Popularity of open source software leads to security risks
The widespread use of open source software within modern application development leads to significant security risks, according to a new report.
The average application development project has 49 vulnerabilities and 80 direct dependencies (open source code called by a project). Plus, the time it takes to fix vulnerabilities in open source projects has steadily increased, more than doubling from 49 days in 2018 to 110 days in 2021.

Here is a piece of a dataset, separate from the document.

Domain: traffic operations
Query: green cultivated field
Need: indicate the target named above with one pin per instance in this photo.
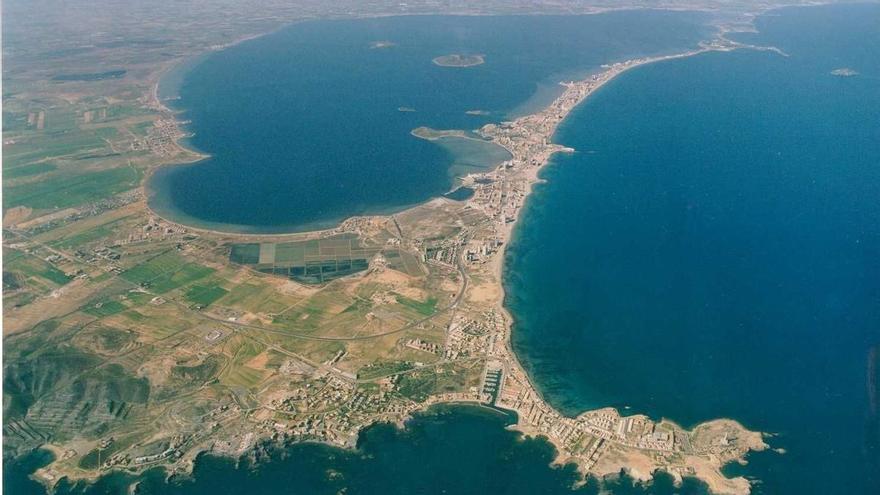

"Software developers today have their own supply chains -- instead of assembling car parts, they are assembling code by patching together existing open source components with their unique code. While this leads to increased productivity and innovation, it has also created significant security concerns," says Matt Jarvis, director, developer relations at Snyk. "This first-of-its-kind report found widespread evidence suggesting industry naivete about the state of open source security today. Together with The Linux Foundation, we plan to leverage these findings to further educate and equip the world’s developers, empowering them to continue to build fast, while also staying secure."
Among other findings, only 49 percent of organizations have a security policy for OSS development or usage (and this number is a mere 27 percent for medium-to-large companies). While 30 percent of organizations without an open source security policy openly recognize that no one on their team is directly addressing open source security.
The complexity of the supply chain is also an issue, over a quarter of survey respondents note they are concerned about the security impact of their direct dependencies. Only 18 percent say they are confident of the controls they have in place for these and 40 percent of all vulnerabilities were found in transitive dependencies.